Der Abend ist jetzt schon ein paar Monate her, aber ich kann es einfach nicht abstellen. Fast jede Nacht werde ich von Alpträumen heimgesucht. Mittlerweile zeichnen sich schon dunkle Ringe unter meinen Augen ab und ich habe ganz schön an Gewicht verloren, weil mir auch mein Appetit verloren gegangen ist.

Dass inzwischen auch immer mehr Fotos von Corey und mir in den Medien kursieren und seine Fans nicht immer unbedingt die nettesten Sachen über mich sagen macht die Situation für mich nicht einfacher.

Er versucht zwar wirklich alles Menschenmögliche, um mich davor zu beschützen, aber natürlich ist es nicht immer machbar. Und wir wollen uns ja auch nicht immer nur in den Zimmern der Hotels verstecken in denen wir absteigen.

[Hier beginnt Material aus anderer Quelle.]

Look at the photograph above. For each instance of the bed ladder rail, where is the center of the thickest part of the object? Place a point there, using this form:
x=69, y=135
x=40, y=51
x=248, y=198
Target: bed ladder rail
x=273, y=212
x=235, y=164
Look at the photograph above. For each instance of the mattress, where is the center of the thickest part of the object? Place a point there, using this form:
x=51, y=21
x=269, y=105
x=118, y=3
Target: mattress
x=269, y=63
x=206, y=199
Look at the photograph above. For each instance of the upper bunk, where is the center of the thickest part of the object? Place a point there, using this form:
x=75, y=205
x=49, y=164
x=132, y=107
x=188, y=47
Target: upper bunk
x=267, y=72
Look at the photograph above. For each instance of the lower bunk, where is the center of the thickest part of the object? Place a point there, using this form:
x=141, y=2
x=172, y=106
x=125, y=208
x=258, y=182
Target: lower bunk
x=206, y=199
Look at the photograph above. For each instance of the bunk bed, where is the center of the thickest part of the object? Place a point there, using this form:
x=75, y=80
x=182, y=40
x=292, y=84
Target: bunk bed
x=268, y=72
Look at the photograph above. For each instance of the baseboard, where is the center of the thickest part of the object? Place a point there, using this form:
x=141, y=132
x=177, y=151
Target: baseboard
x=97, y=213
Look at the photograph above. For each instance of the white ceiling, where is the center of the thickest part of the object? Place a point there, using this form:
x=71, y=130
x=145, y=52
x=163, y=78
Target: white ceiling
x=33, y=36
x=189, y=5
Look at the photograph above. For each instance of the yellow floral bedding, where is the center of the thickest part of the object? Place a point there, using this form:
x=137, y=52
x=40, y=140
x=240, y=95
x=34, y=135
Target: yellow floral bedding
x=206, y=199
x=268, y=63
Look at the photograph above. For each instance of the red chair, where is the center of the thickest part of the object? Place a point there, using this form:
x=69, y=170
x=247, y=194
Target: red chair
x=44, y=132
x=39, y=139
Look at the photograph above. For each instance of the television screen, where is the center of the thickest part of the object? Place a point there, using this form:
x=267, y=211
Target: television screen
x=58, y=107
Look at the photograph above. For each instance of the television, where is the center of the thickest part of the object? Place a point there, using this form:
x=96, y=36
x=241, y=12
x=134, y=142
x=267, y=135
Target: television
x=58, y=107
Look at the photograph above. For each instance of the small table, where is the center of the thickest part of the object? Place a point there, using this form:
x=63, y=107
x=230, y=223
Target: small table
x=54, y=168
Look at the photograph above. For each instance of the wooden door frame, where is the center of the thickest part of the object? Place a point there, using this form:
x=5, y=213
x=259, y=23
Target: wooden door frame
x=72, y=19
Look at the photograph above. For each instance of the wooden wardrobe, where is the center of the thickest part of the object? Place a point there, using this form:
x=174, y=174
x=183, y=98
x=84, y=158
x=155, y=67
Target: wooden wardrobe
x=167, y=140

Langsam schiebe ich seinen Arm von meiner Hüfte und schäle mich aus der Bettdecke, um mich für eine weitere Laufrunde fertig zu machen. Das ist eines der Dinge, die ich mir angewöhnt habe, um abzuschalten. Jedes Mal, wenn ich wieder keinen Schlaf finde gehe ich joggen. Meist ist es in den frühen Morgenstunden, wenn noch alles ruhig in den Straßen ist und die Stadt noch schläft. Nur so kann ich mir sicher sein, dass ich nicht erkannt werde oder die Presse schon vor den Hotels steht.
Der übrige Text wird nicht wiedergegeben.